Cosgrove told each participant to smoke one to two cigarettes of their own choosing, at their own pace. She scanned their brains both before, during and after their smoking sessions and created movies out of the assembled images.

In men, a part of the brain called the ventral striatum showed significantly more rapid and consistent dopamine activation when they were smoking as compared to women, who showed mild activation, if at all, and no consistency when it came to the speed of the activation. Women, on the other hand, showed significantly more dopamine activation -- and fast activation -- in the right dorsal putamen, whereas men showed only low or moderate activation in this area of the brain.

The results suggest that, neurobiologically, men are more responsive to the nicotine in a cigarette, while women tend to be rewarded more by the "cues" of smoking, like the smell and taste of the smoke. If borne out in larger studies, Cosgrove's findings could have implications for future, gender-specific treatment to help people quit smoking. But they may also explain why current cessation tools, like nicotine patches, seem to be more effective in men than in women. In men, a patch may provide all the nicotine that's needed to satisfy a male smoker's craving, while female smokers may miss the taste or smell of a cigarette if they're using just a patch.

Cosgrove cautioned that her results don't mean that female smokers are less dependent on nicotine than male smokers.

"I think it confirms that strategies that focus on drug reward are likely to work better for men –- these would include the nicotine replacement strategies [like the patch]," Cosgrove wrote in an email to HuffPost. "And, for women it highlights that we need different and new medications -– ones that target the reasons why women smoke, such as to relieve stress and manage mood."

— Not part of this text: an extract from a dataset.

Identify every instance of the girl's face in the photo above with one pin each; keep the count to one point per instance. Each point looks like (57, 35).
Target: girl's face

Kenneth Perkins, a psychiatry professor at the University of Pittsburgh, speculates that two tools -- e-cigarettes and low-nicotine cigarettes -- might be novel ways to help women wean themselves off the more harmful cigarettes if the standard cessation treatment (say, prescription drugs, plus counseling) doesn't seem to be working. However, research hasn't borne this out yet, and it's "too soon" to know, he said.

"If [women] are smoking more for the taste and sensory effects, then low-nicotine cigarettes might be an effective way to wean themselves off the regular cigarettes, whereas men might have more nicotine withdrawal and not really get much out of those [low-nicotine] cigarettes," said Perkins. "The possibility is that they might be a more effective way for women to quit than men, but that's purely speculative at this point."

Perkins has also conducted lab studies comparing acute responses to smoking in men and women. Perkins found Cosgrove's investigation interesting because they seem to support, with brain imaging, what Perkins has observed with behavioral experiments or self-reported participant responses.

"On average, women seem more responsive to the sensory effect of smoking, like the taste and smell of smoke, whereas men seemed to be more sensitive to the nicotine content itself," said Perkins about his own research. But he cautioned that while the difference is "significant," men and women still have "more overlap than there is difference" when it comes to cigarette addiction.

Cigarette addiction causes one in five deaths in the U.S. and is also the country's leading preventable cause of death. For every one smoking-related death, there are 30 more people who are suffering from a tobacco-related illness, according to the Centers for Disease Control and Prevention.